Initial results from the state electoral commission showed 94% of those who voted rejected the law. Only 4% voted in favour.

That's a pretty sweeping majority, but it's less impressive when you read the next sentence.

Turnout was 31%.

So of the 31% of the population who cared enough about the issue to come out and vote, mostly it was the xenophobia and racists who cared? Are we to assume this is a fair representation of Slovenia's mindset?

Place-holding. It's an odd little story, but I can't honestly say I see anything wrong with the practice. I find it a bit hard to view it (as described) as some of kind proof of the evil power of wealth. I'd find it easier to sympathize with this as proof that we need some serious alterations in the way our government conducts its business, but that wasn't really the point of the article.

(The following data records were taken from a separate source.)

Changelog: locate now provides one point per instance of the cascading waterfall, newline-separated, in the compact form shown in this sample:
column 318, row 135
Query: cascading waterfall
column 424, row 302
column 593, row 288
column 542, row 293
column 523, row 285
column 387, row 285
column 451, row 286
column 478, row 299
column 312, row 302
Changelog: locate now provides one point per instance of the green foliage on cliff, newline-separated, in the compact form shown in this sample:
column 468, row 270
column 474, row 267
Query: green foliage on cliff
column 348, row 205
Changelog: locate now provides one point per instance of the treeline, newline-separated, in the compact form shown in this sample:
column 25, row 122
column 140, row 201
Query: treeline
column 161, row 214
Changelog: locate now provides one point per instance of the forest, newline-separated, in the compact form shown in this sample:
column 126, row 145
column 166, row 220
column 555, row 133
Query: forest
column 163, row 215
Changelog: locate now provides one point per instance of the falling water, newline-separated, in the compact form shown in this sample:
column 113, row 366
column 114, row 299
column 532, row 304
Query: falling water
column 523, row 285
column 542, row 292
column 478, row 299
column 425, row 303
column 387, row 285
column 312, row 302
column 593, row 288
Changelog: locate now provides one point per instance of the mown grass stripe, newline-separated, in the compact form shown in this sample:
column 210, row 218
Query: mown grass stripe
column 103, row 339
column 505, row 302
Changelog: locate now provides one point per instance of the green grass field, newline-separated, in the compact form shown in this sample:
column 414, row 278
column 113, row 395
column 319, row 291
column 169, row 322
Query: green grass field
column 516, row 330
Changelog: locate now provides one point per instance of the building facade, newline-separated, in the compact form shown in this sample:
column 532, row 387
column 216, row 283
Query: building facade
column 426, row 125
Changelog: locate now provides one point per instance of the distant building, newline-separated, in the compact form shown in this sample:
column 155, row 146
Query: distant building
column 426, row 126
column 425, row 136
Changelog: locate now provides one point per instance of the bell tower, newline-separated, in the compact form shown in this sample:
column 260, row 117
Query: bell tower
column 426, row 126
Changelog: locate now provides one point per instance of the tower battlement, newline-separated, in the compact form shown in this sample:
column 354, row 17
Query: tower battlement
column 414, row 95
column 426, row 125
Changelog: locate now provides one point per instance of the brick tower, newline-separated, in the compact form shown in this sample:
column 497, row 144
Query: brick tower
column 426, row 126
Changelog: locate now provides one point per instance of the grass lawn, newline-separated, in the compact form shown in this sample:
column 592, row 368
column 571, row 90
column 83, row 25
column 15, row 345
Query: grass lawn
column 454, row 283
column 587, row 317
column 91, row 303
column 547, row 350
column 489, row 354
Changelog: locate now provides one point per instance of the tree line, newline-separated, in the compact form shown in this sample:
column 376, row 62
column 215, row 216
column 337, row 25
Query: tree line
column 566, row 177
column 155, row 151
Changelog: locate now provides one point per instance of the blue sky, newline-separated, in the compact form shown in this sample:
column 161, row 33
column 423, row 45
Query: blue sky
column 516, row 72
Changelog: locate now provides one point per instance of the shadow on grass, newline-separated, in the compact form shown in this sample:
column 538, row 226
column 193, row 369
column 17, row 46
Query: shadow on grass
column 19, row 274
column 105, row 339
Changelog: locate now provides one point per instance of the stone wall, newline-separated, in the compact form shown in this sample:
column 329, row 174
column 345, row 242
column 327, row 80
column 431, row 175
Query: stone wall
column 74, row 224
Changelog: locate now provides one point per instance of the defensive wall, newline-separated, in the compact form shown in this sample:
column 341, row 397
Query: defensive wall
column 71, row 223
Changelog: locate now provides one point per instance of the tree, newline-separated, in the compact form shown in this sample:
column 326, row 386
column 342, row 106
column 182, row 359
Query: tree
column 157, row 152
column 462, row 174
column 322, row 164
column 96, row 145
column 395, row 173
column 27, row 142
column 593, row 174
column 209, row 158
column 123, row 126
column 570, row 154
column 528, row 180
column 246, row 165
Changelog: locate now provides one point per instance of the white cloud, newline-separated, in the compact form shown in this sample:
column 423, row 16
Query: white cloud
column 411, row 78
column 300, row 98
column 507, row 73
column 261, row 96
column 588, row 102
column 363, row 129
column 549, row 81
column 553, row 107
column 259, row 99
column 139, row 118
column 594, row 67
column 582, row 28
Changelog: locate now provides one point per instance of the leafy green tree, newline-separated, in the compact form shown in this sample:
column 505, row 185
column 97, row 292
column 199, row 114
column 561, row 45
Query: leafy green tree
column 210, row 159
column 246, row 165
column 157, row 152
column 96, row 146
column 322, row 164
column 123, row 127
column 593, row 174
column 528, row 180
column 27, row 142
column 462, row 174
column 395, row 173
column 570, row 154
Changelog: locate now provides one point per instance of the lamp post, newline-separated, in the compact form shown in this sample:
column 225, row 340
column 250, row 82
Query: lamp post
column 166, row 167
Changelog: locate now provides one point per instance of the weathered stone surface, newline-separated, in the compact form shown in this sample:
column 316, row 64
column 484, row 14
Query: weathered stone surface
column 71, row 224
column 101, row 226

William Safire thinks we're all bogged down in ancient history, trying to figure out what happened in 2001, and should relegate those events to the history books alongside FDR and Pearl Harbor. William Safire, as I believe I've said before, can be a bit of a twerp sometimes. (I have no patience with people who don't think how we got where we are matters or with people who think anything more than a month old is ancient history.)

And I'm no military research and spending expert, so I can't tell. Are we spending $300 million a plane for a fleet of jets to meet a need that no longer exists? I'm not immediately convinced by the news that we have "old" planes that can do the job. How well do they do it and as those planes age, what will it cost us to build new ones like them and will they meet future needs or are the planned planes more flexible that way?

Molly Ivins mentions some things that matter to me. Like the lack of attention paid during a campaign to states not "in play." As I'm sure I've mentioned before, I support split electoral votes.

If a state's voters vote 60% for one presidential candidate and 40% for a different presidential candidate, then I think that state's electoral votes should reflect the split. Each makes its own decision about this and I wish Coloradans would give the issue some consideration. (Molly discusses a few other matters as well.)

And, while we're in Texas, say 'howdy' to Kinky Friedman who is planning to run for governor on a platform that's an odd mixture of the admirable and the absurd. Mostly the latter.